CalSTRS may expand allocation range for alternatives

The $147bn US pension will decide today whether it will respond to the denominator effect by increasing the amount it is allowed to invest in real estate to 17% of total assets.

The California State Teachers' Retirement System has asked its board to increase its acceptable real estate allocation to 17 percent in an effort to counterbalance its over-weighted portfolio.

As of 30 September, 14.4 percent of CalSTRS' investment portfolio was comprised of real estate; its acceptable allocation range for the asset class is between 4 percent and 13 percent with a target of 11 percent.

Under a new allocation policy up for approval today, the $146 billion CalSTRS would be able to invest up to 17 percent of its portfolio in real estate, with a minimum threshold of 5 percent. CalSTRS' long-term target

CalSTRS' similarly over-weighted private equity portfolio would also receive a bump in its allocation range. The pension currently is allowed to invest between 4 percent and 11 percent with a target of 9 percent. At present, 12 percent of CalSTRS' investment portfolio was comprised of private equity. Those limits would be boosted to between 3 percent and 15 percent.

The move is a major shift for CalSTRS and is meant to avoid the automatic portfolio rebalancing triggered when an asset class becomes over-weighted.

The pension has not altered its target allocation range for private equity, real estate and cash since 2001, when it approved a plus or minus two percent range for the three asset classes.

That range is tighter than the average public pension plan, which uses a plus or minus five percent range for all asset classes, according to CalSTRS committee documents.

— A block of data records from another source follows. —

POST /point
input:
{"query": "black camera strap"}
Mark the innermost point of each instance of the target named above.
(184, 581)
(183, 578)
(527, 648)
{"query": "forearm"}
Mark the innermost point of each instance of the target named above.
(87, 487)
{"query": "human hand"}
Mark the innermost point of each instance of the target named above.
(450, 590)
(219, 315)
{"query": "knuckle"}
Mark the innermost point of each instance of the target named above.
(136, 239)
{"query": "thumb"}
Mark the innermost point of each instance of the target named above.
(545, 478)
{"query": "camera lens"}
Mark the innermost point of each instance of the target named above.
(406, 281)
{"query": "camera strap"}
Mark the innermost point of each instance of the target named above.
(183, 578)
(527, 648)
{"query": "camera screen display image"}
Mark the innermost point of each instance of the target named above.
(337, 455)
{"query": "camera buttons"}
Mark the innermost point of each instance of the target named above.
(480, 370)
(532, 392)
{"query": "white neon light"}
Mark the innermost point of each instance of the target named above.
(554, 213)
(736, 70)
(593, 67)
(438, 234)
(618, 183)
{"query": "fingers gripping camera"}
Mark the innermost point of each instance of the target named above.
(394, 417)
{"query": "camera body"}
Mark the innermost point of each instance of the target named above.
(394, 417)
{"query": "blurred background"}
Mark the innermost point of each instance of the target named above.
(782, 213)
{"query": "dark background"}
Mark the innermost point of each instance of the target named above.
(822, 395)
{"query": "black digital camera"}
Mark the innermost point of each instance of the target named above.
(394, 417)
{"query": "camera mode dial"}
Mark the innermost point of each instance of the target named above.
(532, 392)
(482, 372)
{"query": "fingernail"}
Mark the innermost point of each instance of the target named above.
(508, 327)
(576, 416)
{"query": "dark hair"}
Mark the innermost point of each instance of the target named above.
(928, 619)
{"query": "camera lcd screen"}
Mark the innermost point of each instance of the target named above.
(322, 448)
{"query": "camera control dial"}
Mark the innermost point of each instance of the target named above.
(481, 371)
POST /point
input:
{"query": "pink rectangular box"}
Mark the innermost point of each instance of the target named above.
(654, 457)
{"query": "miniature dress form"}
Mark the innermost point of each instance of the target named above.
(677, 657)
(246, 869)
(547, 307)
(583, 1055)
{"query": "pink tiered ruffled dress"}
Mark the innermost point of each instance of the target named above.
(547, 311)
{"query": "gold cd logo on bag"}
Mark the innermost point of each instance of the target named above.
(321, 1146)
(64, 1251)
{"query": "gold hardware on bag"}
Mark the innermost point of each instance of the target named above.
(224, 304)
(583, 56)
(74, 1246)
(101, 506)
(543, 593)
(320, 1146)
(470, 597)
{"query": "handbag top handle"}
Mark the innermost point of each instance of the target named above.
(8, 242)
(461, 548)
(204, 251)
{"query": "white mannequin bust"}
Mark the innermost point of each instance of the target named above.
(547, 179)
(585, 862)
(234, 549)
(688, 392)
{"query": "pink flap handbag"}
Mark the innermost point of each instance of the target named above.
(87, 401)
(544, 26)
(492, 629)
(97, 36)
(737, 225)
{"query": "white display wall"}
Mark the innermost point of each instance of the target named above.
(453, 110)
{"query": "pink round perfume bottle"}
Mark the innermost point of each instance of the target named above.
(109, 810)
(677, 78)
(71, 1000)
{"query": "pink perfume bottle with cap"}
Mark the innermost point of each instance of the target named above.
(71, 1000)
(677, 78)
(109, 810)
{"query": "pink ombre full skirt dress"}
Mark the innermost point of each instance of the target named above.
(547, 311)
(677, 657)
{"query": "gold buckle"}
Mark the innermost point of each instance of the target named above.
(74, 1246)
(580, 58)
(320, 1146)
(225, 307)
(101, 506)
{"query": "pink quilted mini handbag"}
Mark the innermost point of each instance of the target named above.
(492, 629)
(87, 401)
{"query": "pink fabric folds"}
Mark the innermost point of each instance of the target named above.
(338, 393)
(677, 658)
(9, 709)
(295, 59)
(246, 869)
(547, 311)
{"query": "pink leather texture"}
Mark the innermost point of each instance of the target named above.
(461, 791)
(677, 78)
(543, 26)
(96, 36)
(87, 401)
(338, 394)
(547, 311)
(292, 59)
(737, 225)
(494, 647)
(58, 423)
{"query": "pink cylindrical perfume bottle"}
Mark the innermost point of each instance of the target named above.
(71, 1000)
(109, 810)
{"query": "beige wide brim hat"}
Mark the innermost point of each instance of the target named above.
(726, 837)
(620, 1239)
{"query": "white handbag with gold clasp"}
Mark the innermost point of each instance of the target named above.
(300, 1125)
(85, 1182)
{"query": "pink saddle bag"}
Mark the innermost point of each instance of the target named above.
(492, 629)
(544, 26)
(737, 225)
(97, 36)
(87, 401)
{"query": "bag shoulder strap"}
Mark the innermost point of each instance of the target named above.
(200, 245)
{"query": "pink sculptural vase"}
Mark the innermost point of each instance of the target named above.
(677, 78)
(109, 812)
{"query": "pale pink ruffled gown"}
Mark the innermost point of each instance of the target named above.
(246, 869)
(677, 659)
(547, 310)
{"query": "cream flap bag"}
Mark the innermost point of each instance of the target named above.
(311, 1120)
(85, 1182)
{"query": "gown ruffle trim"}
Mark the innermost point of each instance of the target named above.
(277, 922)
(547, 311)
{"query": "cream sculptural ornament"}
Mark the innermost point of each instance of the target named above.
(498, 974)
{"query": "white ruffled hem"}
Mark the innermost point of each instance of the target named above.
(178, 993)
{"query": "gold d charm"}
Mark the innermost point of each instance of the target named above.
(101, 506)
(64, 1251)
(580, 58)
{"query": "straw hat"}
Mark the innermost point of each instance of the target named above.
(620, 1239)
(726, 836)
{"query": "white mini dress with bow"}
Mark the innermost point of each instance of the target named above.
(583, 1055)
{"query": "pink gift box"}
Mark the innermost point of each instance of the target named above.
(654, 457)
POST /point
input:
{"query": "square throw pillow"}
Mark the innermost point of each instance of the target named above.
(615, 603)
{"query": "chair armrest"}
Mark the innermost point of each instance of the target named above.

“Due to the decline in global equity values and, on the other hand, the illiquidity and static value of private equity and real estate the allocation to those areas has well exceeded their policy ranges,” staff wrote in public CalSTRS investment committee documents.  “With the market volatility and lack of liquidity, it is not prudent to be forced into automatic rebalancing.”

In an effort to achieve that kind of flexibility, CalSTRS  will also double its allowance for public asset classes, which have dipped well below their target allocations as a result of the precipitous decline in public markets both in the US and abroad.

Like CalSTRS, institutional investors around the world are confronting over-weighted alternatives allocations, which are restricting their ability to commit to private equity and real estate funds.

Instead of hiking their private equity allocations, many investors have taken to the secondaries market to help alleviate over-weighting problems.

Gary Stevens, partner of Landmark Partners, recently told PERE he had received more phone calls over the past few months from LPs and investors than in the previous three years combined.